Garner is an attorney with a long career in guiding lawyers in how to write more clearly. He came to general awareness in 2001, with the publication of David Foster Wallace's essay "Tense Present" in Harper's. (Wallace later republished this essay in Consider the Lobster.) I re-read this piece last evening, and it is as fresh and brilliant as ever. In what is at first blush a review of Garner's erudite tome Modern American Usage, Wallace lays bare the ideological and human stakes underlying the debate between presciptivism and descriptivism. It's well worth reading, including the digressions which Wallace advises readers to skip.
At root, prescriptivism in normative. You don't say "I ain't going." You do say, "I do not plan to attend." You don't observe, "He be trippin'," rather you proclaim, "That gentleman is momentarily indisposed due to the ingestion of a mind-altering substance." And so forth.
We all know this. And we all know that how people speak influences how others think of them. This may not be fair, but it has ever been so. The entire premise of My Fair Lady is about teaching a poor woman to speak differently, so that she may become a lady.
But who makes these rules and why should anyone obey them? They weren't passed by any legislature, and looking down one's nose at others about how they speak seems like a particularly tragic use of a fine education. Furthermore, standard English is not always elegant or concise. Sometimes it's just stuffy.
Garner's in on this racket, say the descriptivists. From his fancy perch he issues edicts and disrespects the vernacular language of marginalized people.
Hold on! says Wallace (defending Garner). All language is normative, and there is no way around it. There is always a dominant form--think of China, where Mandarin is the official language even though there are countless regional dialects. There has to be a base, there has to be a standard. So if Garner's brand of English usage fades away, another dominant approach will arise in its place.

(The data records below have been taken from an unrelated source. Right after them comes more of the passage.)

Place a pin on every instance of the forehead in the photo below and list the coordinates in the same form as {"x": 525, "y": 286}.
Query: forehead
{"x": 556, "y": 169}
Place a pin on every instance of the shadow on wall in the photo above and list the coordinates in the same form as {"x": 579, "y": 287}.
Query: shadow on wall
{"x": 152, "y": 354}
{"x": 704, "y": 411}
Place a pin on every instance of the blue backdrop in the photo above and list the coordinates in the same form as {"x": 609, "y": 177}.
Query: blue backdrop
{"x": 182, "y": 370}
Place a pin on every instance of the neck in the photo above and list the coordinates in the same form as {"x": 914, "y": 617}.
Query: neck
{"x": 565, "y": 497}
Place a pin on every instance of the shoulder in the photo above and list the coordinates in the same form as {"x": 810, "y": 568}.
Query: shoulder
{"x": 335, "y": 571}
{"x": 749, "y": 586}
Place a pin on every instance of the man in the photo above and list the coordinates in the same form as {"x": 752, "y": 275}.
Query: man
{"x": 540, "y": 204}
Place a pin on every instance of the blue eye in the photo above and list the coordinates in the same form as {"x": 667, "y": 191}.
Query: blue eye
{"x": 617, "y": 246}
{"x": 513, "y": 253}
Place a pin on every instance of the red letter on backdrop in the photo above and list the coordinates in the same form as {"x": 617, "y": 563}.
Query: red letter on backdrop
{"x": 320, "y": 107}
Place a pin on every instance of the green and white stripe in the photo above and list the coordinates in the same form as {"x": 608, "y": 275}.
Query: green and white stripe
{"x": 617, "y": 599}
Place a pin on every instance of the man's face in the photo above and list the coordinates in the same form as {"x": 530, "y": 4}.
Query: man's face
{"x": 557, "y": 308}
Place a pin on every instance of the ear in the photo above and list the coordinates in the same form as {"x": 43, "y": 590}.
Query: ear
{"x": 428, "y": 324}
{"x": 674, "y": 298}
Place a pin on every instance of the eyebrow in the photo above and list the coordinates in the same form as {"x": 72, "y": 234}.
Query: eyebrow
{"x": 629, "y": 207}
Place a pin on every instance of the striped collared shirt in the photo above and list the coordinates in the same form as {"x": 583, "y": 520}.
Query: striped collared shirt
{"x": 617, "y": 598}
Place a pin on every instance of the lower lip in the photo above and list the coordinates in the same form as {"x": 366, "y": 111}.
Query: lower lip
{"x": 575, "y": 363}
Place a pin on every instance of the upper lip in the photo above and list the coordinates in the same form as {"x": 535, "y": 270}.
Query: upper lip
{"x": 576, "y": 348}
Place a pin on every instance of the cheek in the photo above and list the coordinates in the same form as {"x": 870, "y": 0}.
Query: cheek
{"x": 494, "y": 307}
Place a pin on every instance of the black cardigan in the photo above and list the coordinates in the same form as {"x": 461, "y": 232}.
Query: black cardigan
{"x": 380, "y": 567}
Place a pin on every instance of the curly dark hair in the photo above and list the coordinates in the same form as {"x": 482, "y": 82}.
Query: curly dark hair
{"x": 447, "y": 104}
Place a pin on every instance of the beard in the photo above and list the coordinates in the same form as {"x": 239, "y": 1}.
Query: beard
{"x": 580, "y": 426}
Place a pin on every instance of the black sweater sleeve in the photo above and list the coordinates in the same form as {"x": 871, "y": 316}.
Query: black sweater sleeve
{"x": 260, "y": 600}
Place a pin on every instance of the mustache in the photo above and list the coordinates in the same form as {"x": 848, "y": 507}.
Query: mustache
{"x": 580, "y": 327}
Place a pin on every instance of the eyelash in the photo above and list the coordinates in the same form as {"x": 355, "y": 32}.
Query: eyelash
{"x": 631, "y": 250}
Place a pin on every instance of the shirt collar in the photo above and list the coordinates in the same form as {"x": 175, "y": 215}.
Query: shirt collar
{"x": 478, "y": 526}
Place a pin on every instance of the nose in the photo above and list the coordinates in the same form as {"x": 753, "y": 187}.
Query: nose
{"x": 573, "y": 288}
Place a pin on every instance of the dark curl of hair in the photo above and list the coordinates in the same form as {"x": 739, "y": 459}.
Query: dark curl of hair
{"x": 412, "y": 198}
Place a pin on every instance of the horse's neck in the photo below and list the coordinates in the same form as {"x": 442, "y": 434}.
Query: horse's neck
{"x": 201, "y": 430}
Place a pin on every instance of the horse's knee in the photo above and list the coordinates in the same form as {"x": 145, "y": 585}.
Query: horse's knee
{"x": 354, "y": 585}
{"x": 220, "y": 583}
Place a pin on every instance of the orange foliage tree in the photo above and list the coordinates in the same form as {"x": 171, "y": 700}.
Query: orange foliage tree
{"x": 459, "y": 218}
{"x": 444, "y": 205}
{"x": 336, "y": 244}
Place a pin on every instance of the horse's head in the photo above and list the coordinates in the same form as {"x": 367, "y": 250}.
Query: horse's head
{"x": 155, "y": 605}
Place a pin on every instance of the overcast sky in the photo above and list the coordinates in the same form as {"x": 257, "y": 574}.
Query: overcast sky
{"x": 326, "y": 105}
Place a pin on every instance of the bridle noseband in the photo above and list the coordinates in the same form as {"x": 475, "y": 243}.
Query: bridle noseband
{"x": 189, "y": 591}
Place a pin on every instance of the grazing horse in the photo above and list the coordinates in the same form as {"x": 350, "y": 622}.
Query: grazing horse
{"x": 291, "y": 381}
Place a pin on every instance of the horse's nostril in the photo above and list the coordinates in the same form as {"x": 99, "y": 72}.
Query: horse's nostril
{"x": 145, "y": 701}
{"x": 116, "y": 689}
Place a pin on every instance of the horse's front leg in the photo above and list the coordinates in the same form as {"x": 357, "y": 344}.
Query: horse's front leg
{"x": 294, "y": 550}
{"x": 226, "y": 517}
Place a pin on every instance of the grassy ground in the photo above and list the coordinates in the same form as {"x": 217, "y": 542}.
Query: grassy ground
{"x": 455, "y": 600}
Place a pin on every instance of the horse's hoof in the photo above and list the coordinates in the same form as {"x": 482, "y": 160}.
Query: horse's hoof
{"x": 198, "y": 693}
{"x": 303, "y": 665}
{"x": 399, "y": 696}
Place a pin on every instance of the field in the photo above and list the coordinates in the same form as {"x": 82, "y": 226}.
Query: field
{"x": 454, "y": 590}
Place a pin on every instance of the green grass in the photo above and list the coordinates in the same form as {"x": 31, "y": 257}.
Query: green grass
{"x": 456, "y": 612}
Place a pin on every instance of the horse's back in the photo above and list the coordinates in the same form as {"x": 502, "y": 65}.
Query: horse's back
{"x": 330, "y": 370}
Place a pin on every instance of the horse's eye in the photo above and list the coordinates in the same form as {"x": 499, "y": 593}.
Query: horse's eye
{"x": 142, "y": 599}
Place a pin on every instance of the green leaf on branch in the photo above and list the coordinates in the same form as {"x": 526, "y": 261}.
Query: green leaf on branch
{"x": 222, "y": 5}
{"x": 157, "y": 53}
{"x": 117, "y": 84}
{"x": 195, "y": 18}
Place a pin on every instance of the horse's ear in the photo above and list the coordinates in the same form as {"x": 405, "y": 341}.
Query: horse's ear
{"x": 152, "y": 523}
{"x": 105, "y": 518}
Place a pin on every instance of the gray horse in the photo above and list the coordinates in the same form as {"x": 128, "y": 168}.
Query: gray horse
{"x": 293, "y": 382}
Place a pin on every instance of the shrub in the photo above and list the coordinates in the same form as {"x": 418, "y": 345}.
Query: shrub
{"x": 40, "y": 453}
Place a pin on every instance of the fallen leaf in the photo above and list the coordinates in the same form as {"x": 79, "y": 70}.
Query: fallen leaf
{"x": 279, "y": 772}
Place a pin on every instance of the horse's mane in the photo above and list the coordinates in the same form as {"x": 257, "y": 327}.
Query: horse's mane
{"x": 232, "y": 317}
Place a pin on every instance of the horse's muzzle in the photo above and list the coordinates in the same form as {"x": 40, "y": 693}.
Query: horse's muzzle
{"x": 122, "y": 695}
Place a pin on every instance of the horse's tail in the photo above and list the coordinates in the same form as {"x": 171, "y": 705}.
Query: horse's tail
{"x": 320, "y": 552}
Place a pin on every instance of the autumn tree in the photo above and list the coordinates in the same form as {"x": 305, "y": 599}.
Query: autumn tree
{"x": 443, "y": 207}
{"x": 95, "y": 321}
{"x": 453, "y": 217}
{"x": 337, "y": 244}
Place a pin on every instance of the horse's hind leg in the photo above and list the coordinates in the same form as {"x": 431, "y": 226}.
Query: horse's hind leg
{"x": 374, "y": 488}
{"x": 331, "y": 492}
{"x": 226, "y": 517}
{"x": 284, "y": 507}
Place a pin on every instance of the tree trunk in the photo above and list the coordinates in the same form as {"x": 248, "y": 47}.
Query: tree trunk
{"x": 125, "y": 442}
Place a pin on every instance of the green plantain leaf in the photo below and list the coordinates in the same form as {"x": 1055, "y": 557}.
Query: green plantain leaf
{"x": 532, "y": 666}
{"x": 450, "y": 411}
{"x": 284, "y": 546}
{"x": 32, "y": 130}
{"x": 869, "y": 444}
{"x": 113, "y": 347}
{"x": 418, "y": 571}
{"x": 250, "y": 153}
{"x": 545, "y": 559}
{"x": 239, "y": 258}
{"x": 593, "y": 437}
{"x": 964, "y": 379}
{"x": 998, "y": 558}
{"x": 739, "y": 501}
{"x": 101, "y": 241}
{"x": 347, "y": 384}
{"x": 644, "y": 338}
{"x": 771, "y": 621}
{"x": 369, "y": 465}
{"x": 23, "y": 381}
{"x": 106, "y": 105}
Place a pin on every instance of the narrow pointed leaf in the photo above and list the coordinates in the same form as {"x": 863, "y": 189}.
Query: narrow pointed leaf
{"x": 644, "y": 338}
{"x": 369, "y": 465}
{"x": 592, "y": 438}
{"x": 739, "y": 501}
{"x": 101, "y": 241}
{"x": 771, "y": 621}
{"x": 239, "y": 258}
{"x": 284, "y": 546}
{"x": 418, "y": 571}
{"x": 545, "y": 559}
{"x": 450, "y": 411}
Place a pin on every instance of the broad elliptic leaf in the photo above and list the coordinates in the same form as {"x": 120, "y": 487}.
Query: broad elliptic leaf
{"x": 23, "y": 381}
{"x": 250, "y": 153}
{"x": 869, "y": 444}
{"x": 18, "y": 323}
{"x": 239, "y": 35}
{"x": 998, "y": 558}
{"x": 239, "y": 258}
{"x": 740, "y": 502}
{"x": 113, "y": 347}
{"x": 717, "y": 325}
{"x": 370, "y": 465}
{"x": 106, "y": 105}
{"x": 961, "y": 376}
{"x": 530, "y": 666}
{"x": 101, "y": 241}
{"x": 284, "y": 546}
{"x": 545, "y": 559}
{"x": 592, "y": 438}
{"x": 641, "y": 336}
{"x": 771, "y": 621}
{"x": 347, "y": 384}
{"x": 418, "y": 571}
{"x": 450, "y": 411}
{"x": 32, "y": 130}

Indeed it is true that dominant linguistic standards are enforced by privileged people, but this does not mean it is unwise to learn them. The way to get ahead is to learn the speak that privileged language, which means that descriptivists are actually harming the people they claim to support.
Both in his recent interview and in his 2004 essay "Making Peace in the Language Wars," Garner shies away from the sensation of disrespect that his brand of prescriptivism engenders. It lands as one more tool of oppression, even though what Garner suggests regarding proper word usage could be the key to a changed life.
We can be respectful of people's sensitivities without arguing that prescriptivism has no value. That's not true. Wallace notes that those who seek to make change, such as Mahatma Gandhi or Martin Luther King, always speak the language of people with power. It's the only way to get them to listen.